Paris Peace Accords 23 Oct. 1991

Tuesday, February 9, 2016

[Vietnamization] Border researcher [of puppet regime] gets a new title at academy

Border researcher Sok Touch, who was promoted to vice president of the Royal Academy of Cambodia last month, speaks at a press conference in Phnom Penh last week.
Border researcher Sok Touch, who was promoted to vice president of the Royal Academy of Cambodia last month, speaks at a press conference in Phnom Penh last week. Pha Lina

Border researcher gets a new title at academy

Prominent border researcher Sok Touch has been promoted to the position of vice president of the state-run Royal Academy of Cambodia, a title with a government ranking equivalent to secretary of state.

Touch said the promotion – which was made official late last month – would not colour his work, adding that he has held the same equivalent government ranking since at least 2013, though it was not publicised, and that the title was “not important” to him.

“What’s important is that we fulfil our duty to history, to national society and to the people,” said Touch, who was also named head of the academy’s International Relations Institute of Cambodia. “When I research I stand on the position of science, stand on the position of evidence.”
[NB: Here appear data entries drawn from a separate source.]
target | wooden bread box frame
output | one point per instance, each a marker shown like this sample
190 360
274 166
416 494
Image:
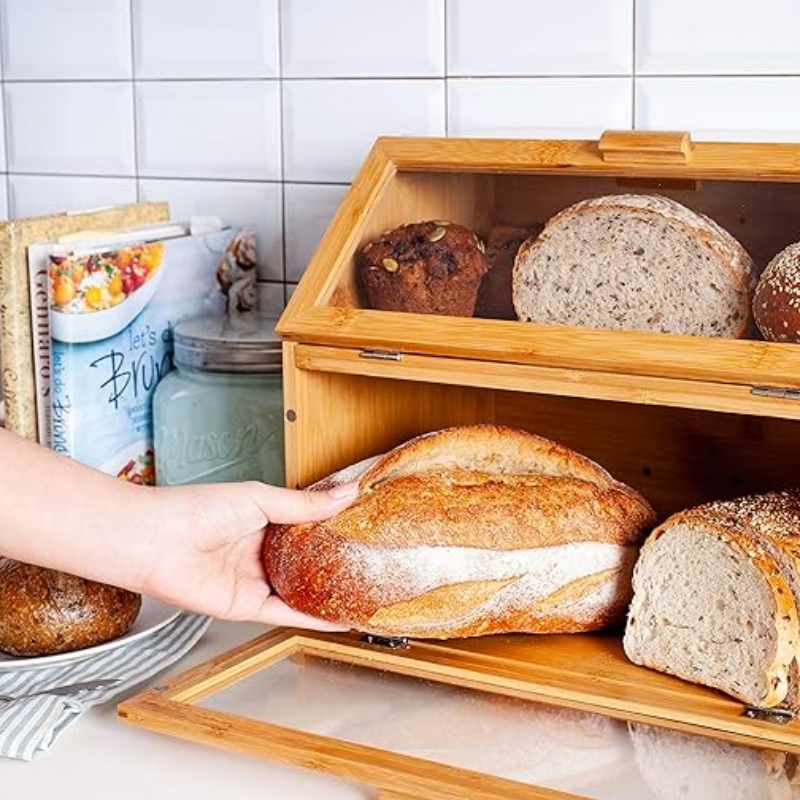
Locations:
682 419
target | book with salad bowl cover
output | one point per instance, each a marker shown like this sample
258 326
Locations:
112 310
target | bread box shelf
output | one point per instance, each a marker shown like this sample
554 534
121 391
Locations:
682 419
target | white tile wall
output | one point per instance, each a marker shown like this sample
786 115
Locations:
352 113
206 39
78 40
262 110
686 37
362 38
70 128
539 37
538 107
256 204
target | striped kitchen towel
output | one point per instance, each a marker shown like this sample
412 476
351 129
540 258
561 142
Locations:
37 705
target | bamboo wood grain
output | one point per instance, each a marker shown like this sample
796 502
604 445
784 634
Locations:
645 390
169 710
585 672
506 341
751 189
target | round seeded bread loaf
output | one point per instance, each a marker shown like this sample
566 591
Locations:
776 302
43 612
635 262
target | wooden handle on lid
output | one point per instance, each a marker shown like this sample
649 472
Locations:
645 147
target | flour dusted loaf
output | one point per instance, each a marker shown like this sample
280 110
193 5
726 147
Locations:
716 592
44 612
429 267
635 262
467 531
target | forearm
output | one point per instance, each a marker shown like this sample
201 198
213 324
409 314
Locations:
57 513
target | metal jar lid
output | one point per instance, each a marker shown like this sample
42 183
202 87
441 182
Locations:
228 344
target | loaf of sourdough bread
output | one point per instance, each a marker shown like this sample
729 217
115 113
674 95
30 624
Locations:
468 531
635 262
716 597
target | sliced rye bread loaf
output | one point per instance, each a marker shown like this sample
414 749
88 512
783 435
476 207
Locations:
716 598
468 531
635 262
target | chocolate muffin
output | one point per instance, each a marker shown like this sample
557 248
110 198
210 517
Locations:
430 267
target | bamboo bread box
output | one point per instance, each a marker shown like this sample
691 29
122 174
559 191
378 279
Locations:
682 419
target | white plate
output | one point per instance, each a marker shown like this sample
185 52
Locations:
153 615
92 326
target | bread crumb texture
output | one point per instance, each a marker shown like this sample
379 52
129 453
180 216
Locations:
635 262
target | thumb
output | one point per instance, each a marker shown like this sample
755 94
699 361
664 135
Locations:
293 505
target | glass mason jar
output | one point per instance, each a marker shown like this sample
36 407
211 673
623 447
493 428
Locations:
218 416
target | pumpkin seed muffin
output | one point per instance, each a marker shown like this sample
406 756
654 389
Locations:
430 267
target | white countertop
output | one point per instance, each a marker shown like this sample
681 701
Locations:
102 757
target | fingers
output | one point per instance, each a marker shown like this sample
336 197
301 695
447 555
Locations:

In a recent preliminary explanation of his Cambodia-Vietnam border research, Touch said that some border markers were indeed planted in Cambodian territory, though others were planted in Vietnam [if true, minor concession to obfuscate the massive scale annexation]– a situation he insisted was attributable to “history”, not current or past Cambodian regimes.

Cambodia National Rescue Party lawmaker Um Sam An, who has campaigned aggressively on the issue of alleged territorial encroachment by Vietnam, maintained that Touch could not carry out his research in an unbiased manner, insisting that his “interpretation defends the government” [a puppet of Vietnam]


Grassroots political activist Kem Ley, who has also conducted research on the border, didn’t accuse Touch of bias, but did urge him to proceed “independently” in his research, while noting that “everything government does is mostly in a political manner; it is not in a clear technical manner”.